Understanding the drug court program may help people facing drug charges determine if they may benefit from seeking participation.
According to the Kentucky Court of Justice, those eligible for drug court include people whose primary issues result from substance use disorder. Only people charged with nonviolent drug-related crimes or drug use may participate in the drug court program.
The drug court combines substance abuse treatment, court supervision and other services to help stop the substance abuse-crime cycle. According to the Office of the Commonwealth’s Attorney for the 30th Judicial Circuit, this alternative sentencing program requires a minimum of 18 months of participation for felony defendants and a minimum of 15 months of participation for misdemeanor defendants.
Participants must complete three phases, which involve the following:
- Random weekly drug screens
- Counseling and court sessions
- Maintenance of court-approved employment, education or training
- Participation in self-help programs
- Maintenance of court-approved housing
- Individual contact with drug court staff
Depending on the circumstances, people may also receive other services, such as anger management counseling, domestic violence counseling or mental health services. Drug court staff may conduct home, school or employment visits during the program to check on participants.

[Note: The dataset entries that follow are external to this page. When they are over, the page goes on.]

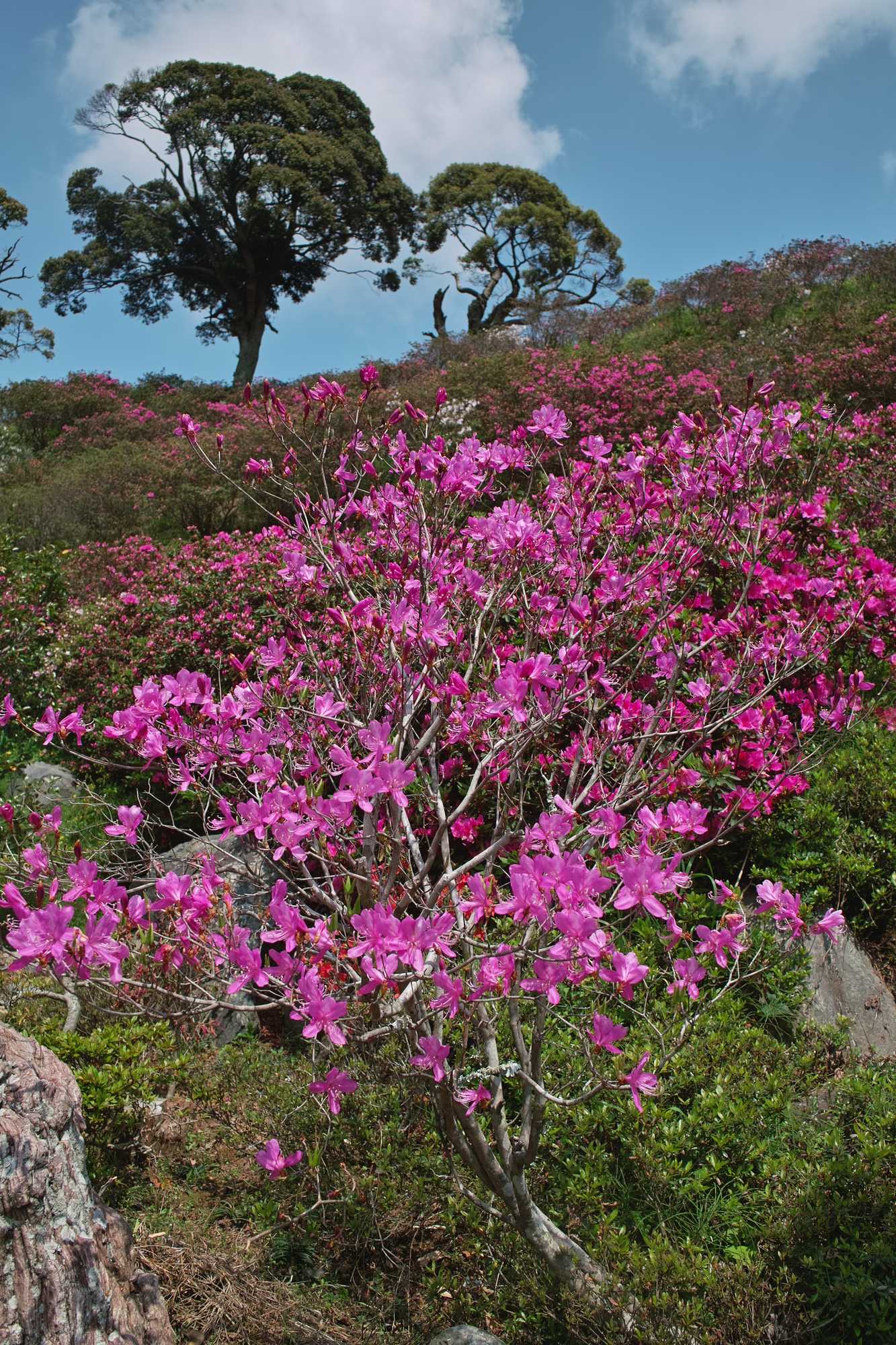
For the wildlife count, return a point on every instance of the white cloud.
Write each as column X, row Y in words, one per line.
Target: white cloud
column 443, row 79
column 744, row 42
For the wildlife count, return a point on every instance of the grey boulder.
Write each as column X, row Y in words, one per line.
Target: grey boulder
column 49, row 783
column 842, row 984
column 464, row 1336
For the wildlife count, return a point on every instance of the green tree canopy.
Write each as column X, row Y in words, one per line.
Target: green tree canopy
column 526, row 247
column 18, row 333
column 261, row 186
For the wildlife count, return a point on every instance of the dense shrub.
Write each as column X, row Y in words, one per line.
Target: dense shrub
column 139, row 610
column 119, row 1069
column 837, row 843
column 32, row 599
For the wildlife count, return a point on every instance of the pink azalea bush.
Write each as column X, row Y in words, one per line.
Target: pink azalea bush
column 139, row 610
column 517, row 692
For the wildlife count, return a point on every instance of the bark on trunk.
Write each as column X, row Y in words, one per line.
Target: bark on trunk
column 565, row 1260
column 249, row 349
column 71, row 1273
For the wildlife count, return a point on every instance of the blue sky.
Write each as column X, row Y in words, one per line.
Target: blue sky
column 698, row 130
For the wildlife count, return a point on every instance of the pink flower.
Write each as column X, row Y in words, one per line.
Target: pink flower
column 323, row 1015
column 274, row 1161
column 551, row 423
column 44, row 937
column 127, row 827
column 335, row 1085
column 641, row 1082
column 49, row 726
column 626, row 973
column 474, row 1100
column 688, row 976
column 830, row 925
column 432, row 1056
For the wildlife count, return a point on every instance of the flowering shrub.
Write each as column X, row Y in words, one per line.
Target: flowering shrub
column 140, row 610
column 32, row 594
column 509, row 709
column 622, row 395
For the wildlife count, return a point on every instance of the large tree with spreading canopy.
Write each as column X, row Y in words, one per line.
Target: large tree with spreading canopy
column 261, row 186
column 526, row 247
column 18, row 333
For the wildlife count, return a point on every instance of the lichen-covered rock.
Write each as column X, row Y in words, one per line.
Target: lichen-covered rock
column 464, row 1336
column 71, row 1273
column 842, row 984
column 50, row 783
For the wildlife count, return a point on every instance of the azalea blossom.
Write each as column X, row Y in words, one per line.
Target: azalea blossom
column 276, row 1163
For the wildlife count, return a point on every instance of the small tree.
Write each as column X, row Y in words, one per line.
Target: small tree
column 263, row 186
column 485, row 758
column 526, row 247
column 18, row 333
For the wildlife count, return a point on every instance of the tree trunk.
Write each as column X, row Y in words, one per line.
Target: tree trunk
column 249, row 338
column 565, row 1260
column 71, row 1272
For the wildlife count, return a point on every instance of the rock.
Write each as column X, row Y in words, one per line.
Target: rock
column 464, row 1336
column 248, row 872
column 842, row 983
column 71, row 1272
column 251, row 878
column 50, row 783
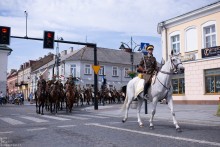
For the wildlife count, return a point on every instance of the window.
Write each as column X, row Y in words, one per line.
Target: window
column 212, row 81
column 126, row 72
column 178, row 83
column 87, row 69
column 73, row 70
column 101, row 71
column 209, row 36
column 191, row 39
column 114, row 71
column 62, row 69
column 175, row 43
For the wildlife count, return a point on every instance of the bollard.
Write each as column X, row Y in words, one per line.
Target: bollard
column 218, row 111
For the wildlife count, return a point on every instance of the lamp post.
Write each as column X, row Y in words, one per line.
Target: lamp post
column 26, row 14
column 57, row 55
column 131, row 50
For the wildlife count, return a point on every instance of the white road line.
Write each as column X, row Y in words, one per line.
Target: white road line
column 34, row 119
column 54, row 117
column 108, row 115
column 75, row 117
column 6, row 132
column 94, row 116
column 156, row 135
column 66, row 126
column 36, row 129
column 12, row 121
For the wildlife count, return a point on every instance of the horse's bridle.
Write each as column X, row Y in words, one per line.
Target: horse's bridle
column 174, row 68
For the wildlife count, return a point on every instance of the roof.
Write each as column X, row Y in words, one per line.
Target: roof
column 105, row 55
column 185, row 15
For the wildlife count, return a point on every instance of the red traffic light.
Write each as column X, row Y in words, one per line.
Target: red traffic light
column 49, row 35
column 4, row 30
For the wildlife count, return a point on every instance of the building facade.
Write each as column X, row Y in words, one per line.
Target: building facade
column 78, row 63
column 4, row 52
column 196, row 35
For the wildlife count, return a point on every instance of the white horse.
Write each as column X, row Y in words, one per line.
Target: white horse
column 159, row 90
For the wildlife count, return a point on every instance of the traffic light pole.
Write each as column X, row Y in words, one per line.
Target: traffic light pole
column 92, row 45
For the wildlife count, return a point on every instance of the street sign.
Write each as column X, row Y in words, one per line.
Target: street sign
column 96, row 68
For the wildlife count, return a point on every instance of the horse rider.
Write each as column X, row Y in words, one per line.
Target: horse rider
column 70, row 81
column 41, row 81
column 147, row 66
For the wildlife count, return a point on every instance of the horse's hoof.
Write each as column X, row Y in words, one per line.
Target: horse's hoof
column 178, row 130
column 141, row 125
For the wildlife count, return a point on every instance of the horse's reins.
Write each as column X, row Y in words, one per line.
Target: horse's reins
column 175, row 67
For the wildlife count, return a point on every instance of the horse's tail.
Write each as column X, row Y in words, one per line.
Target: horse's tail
column 125, row 102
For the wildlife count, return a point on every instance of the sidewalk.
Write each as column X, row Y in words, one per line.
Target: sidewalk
column 195, row 114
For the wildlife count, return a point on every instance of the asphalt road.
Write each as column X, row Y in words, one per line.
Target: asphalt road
column 21, row 126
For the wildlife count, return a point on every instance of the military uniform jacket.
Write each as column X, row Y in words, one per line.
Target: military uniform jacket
column 151, row 64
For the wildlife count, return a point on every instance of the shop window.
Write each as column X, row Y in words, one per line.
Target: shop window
column 212, row 81
column 175, row 43
column 178, row 83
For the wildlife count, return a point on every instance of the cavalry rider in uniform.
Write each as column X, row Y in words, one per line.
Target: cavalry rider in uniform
column 147, row 67
column 41, row 82
column 70, row 81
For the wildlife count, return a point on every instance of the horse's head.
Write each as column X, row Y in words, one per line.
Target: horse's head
column 176, row 63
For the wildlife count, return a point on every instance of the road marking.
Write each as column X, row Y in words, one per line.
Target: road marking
column 6, row 132
column 66, row 126
column 34, row 119
column 108, row 115
column 36, row 129
column 54, row 117
column 94, row 116
column 12, row 121
column 75, row 117
column 156, row 135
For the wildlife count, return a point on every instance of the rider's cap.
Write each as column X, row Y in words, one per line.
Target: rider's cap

Upon completion of the program’s three active phases, participants must meet certain aftercare requirements to graduate from the program. The aftercare phase lasts for a minimum of six months. During this period, drug court participants must complete one hour of substance abuse education per month, continue to pass drug tests and report monthly to court.
Drug charges may profoundly affect people’s lives; however, options exist that may help them receive treatment instead of punishment.